Fine-Tuning LLMs
After pre-training an LLM, which builds a general model of language understanding, fine-tuning is necessary to adapt the model to behave like a helpful assistant.
Supervised Fine-Tuning
The first form of post-training is Supervised Fine-Tuning (SFT). This requires annotated examples of prompts and responses that demonstrate how the model should behave when responding to user input.

Figure 1: SFT pipeline (Ouyang et al. 2022).
These datasets are much more expensive to create since they require more thought in the quality of prompts and responses. Pre-training may be cheap with regards to annotation, but it is expensive in the cost of curation and compute. SFT is cheap in terms of compute but requires expensive annotations.
It is impossible to create a dataset with every conceivable question and answer. Instead, the model only needs to mimic the style of responses seen in the dataset. An open source dataset for SFT can be viewed here.
Reinforcement Learning with Human Feedback
Reinforcement learning is used to improve the quality of responses from an LLM. Instead of requiring a human annotator to provide ideal responses to all conceivable prompts, they only need to train a model to mimic their preferences.
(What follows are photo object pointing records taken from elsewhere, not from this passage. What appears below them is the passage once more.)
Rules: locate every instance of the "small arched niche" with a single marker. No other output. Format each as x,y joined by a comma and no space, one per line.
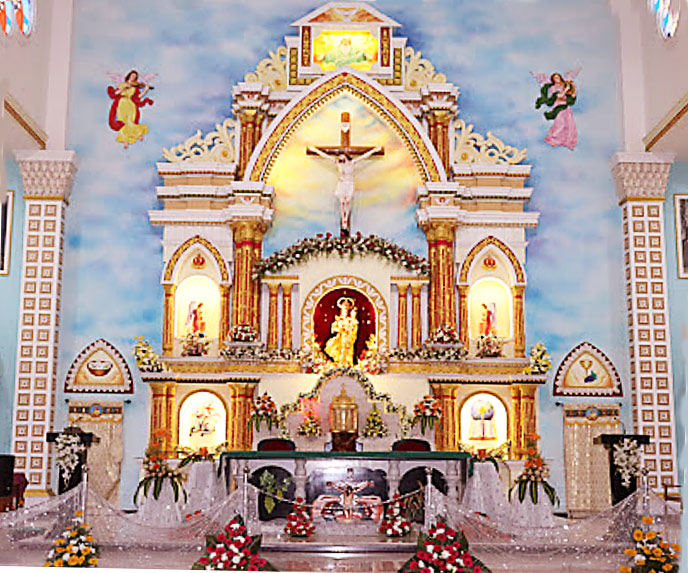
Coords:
202,421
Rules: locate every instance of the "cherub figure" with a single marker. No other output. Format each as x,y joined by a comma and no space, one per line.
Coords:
127,95
559,93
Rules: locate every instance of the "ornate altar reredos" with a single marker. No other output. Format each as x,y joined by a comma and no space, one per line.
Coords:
344,227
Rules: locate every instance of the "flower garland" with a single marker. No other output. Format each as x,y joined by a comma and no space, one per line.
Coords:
426,413
489,346
535,472
264,410
443,549
233,550
375,426
649,552
146,358
355,245
195,345
540,362
75,547
299,522
627,460
69,448
395,523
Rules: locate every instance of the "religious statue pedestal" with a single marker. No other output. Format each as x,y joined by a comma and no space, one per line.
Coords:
619,490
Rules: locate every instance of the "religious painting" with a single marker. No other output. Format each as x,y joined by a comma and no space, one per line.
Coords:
202,421
344,325
6,208
127,93
490,308
559,94
681,214
484,423
333,49
99,368
586,371
347,495
197,307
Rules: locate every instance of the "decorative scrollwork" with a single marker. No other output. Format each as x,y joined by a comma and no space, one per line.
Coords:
218,146
419,71
272,71
472,147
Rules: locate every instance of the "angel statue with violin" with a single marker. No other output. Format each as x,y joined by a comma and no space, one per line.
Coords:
128,98
559,93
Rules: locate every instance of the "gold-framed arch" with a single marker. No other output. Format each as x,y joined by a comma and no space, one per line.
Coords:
479,247
332,283
363,88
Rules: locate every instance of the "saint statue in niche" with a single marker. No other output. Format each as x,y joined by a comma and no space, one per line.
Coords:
340,347
195,323
125,109
488,322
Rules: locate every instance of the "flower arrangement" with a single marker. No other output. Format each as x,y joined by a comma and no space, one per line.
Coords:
75,547
445,334
649,552
627,460
233,550
426,413
264,410
350,246
157,471
69,448
243,333
540,362
146,358
375,426
195,345
395,523
299,522
489,346
443,549
535,472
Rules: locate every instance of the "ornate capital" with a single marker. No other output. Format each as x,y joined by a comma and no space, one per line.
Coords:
47,174
641,176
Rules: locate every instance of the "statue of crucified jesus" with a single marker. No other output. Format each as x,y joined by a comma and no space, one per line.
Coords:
345,157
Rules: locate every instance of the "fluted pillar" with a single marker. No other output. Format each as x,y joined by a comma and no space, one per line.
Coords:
240,436
402,314
273,289
447,431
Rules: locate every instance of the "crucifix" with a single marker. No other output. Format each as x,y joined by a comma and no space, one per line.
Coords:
345,156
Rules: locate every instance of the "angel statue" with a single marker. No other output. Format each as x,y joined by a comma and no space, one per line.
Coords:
559,93
127,95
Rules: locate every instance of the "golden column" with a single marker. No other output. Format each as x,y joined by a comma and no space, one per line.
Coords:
402,327
516,426
273,288
447,430
240,436
464,327
416,329
286,315
519,322
168,320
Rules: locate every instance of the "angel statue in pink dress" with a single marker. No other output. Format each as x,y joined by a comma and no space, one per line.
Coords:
559,93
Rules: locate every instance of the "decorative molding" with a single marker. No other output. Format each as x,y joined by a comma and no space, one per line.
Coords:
558,388
217,146
90,381
47,174
641,176
473,147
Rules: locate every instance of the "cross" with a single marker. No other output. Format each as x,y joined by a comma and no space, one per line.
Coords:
345,156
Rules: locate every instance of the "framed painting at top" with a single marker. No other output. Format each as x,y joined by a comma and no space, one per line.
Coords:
6,232
681,213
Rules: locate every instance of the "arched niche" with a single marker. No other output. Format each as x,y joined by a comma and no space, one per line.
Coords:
484,421
202,420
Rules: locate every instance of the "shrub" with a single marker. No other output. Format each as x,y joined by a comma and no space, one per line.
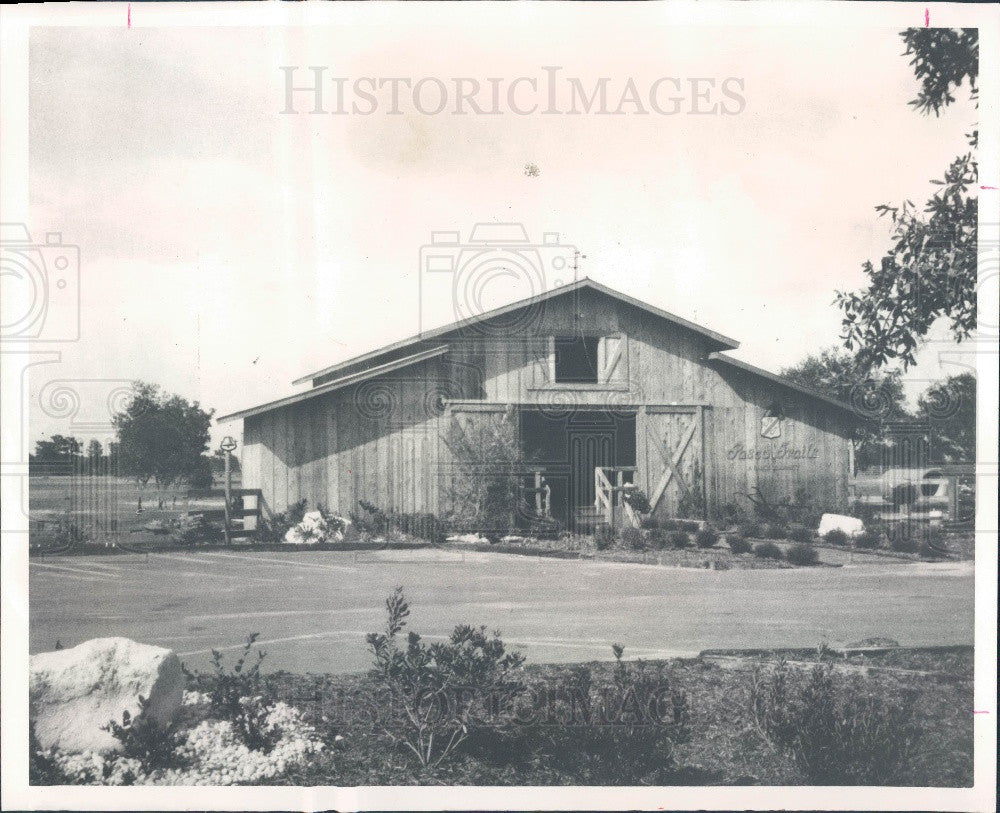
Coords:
679,539
632,538
802,554
603,536
737,543
706,538
838,732
143,738
658,538
775,530
483,489
619,734
43,768
732,514
376,521
929,551
637,499
275,528
800,533
868,540
439,694
238,696
767,550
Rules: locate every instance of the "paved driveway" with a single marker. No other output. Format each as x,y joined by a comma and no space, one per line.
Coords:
312,609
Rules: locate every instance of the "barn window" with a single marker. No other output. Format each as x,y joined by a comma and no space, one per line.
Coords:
576,360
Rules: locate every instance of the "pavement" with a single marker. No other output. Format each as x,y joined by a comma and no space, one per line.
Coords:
313,608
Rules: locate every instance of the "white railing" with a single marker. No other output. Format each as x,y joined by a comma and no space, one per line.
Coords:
608,497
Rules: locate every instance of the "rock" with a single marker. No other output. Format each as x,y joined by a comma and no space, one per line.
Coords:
852,526
73,692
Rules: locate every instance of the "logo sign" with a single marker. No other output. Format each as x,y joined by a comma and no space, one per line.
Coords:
770,427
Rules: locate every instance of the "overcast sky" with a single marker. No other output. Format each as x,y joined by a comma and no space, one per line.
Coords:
228,249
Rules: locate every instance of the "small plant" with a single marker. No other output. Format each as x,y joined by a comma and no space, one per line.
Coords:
838,732
637,500
633,538
732,514
767,550
706,538
439,694
802,554
143,738
868,540
776,530
604,537
738,544
800,533
238,696
679,539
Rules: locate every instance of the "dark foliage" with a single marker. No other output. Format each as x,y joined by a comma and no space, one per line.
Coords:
738,544
706,537
143,738
767,550
838,732
800,554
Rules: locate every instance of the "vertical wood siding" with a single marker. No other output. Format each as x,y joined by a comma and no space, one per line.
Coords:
381,440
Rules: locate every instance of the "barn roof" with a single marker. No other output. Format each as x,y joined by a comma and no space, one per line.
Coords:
723,341
785,382
337,383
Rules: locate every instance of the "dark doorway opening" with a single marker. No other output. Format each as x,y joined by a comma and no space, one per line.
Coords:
567,448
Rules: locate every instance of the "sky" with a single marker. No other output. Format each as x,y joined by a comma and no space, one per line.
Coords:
228,249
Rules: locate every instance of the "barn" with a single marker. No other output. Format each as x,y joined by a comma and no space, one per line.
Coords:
572,397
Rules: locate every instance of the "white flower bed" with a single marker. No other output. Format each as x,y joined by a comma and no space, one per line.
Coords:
315,528
211,752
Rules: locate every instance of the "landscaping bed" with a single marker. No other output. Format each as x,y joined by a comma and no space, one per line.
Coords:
727,717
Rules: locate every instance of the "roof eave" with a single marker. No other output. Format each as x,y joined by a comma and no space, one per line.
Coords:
725,342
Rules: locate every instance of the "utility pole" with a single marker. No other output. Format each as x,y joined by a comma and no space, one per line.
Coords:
227,446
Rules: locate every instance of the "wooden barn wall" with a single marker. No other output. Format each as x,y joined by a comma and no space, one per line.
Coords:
376,441
382,440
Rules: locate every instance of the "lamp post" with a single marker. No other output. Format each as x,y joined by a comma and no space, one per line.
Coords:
227,446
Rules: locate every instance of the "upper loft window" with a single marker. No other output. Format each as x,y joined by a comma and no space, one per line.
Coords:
576,360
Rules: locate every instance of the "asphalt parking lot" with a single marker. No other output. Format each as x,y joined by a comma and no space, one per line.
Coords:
312,608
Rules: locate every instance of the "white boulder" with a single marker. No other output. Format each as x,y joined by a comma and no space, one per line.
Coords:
852,526
73,692
316,528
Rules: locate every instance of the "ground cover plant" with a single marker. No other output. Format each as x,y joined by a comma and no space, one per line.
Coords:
468,710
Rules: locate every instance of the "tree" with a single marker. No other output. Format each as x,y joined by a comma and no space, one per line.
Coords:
949,407
930,271
219,462
879,396
160,437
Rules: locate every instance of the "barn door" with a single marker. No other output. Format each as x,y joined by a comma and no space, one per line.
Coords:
675,461
612,359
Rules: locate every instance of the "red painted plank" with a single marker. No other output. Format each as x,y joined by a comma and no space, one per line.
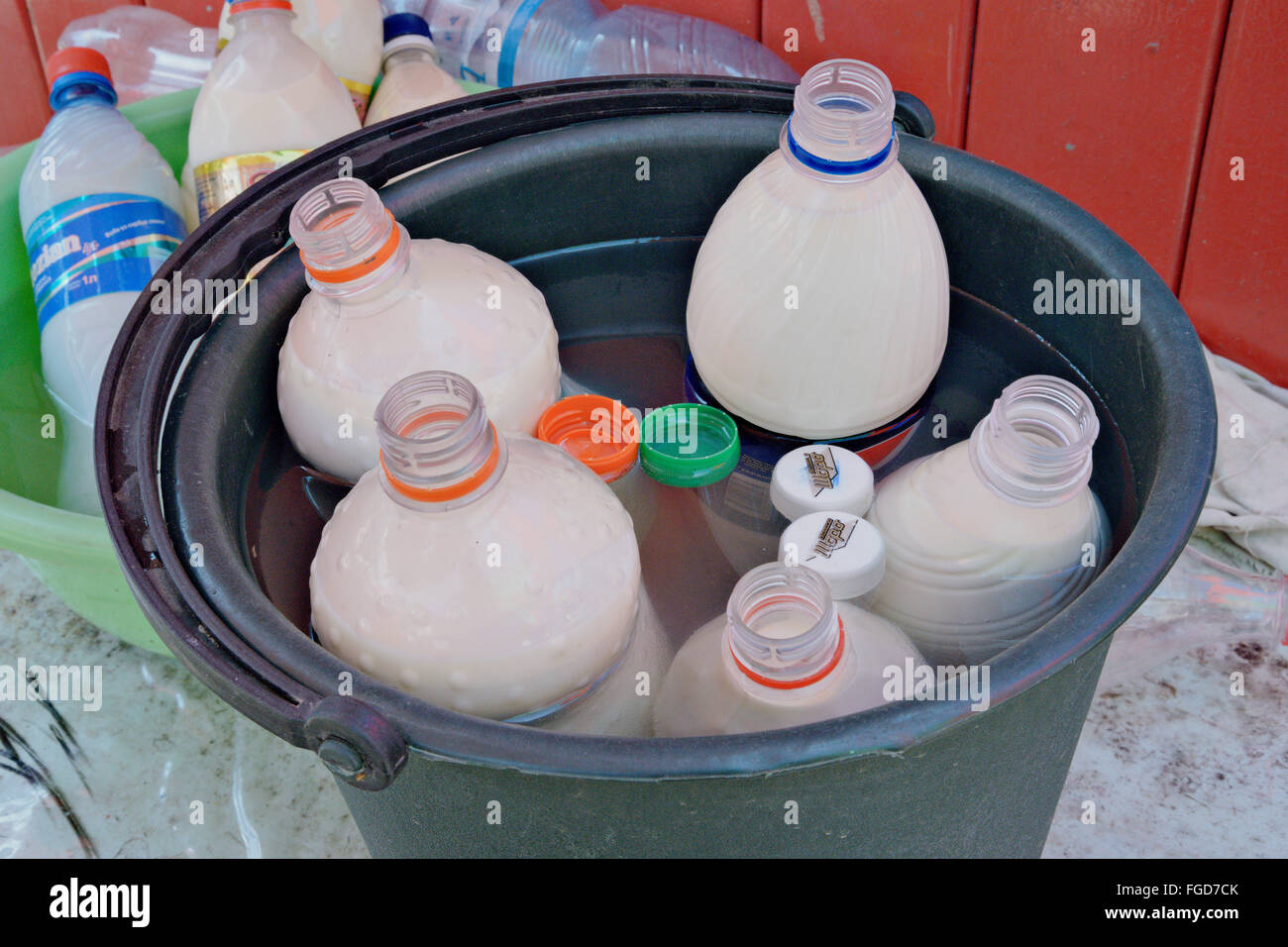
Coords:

This is typically done after the SFT stage.

Figure 2: RLHF pipeline (Ouyang et al. 2022)
This type of training was also applied to text summarization, where a human annotator would rate the best summarization provided from a model (Stiennon et al. 2022).
In recent models, it is common to have a previous checkpoint generate prompts and responses that are then evaluated by a human annotator (DeepSeek-AI et al. 2025). Llama 3 uses a mixture of human annotations with synthetic data (Dubey et al. 2024).
Direct Preference Optimization
RLHF has proven effective for fine-tuning models to provide high quality and accurate responses. However, the additional training required can be replaced by Direct Preference Optimization (DPO) (Rafailov et al. 2024). In this work, the preference data is input directly into the model and trains it using a simple classification objective.

Figure 3: RLHF vs. DPO (Rafailov et al. 2024)
Using Tools
Adding tool use expands the capabilities and accuracy of LLMs on a wide range of tasks. For example, being able to verify information reduces the likelihood of hallucinations and general misinformation. Models can adapt to tool use via self-supervised learning, where a few examples of the tools and how to use them are all that is needed (Schick et al. 2023).

Figure 4: Examples of tool use predictions (Schick et al. 2023).
A small dataset of prompts is created which includes example behavior and special syntax for calling and executing tools. This is also known as few-shot learning (Brown et al. 2020), a capability that LLMs already have from pre-training. Unique prompts are required for each tool.

Figure 5: Example few-shot prompt for tool use (Schick et al. 2023).
Once the model has examples of which tools are available and how to use them, it can sample positions from input text and generate API calls to the tools. The result is then evaluated using a loss function. If the loss is not reduced, the tool call is filtered out.

Figure 6: Self-supervised pipeline of Toolformer (Schick et al. 2023).
Chain of Thought (CoT) and Reasoning
It has been shown that prompting a model to explain its calculations lead to higher accuracy on a variety of tasks (Wei et al. 2023), (Chung et al. 2022). This type of instruction is facilitated through in-context learning on example prompts.

Figure 7: Example of CoT prompting (Wei et al. 2023).
CoT prompts elicit reasoning behaviors in LLMs. To train a model to exhibit more reasoning on complex tasks, a reward model was employed which provides a higher reward when the model produces longer responses. As opposed to traditional RLHF, where the output is subjective and is only rated against human preferences, verifiable data is used for training. This allows the model to immediately determine if it was correct or not (DeepSeek-AI 2025).

Figure 8: The reward model encourages longer responses when solving complex tasks (DeepSeek-AI 2025).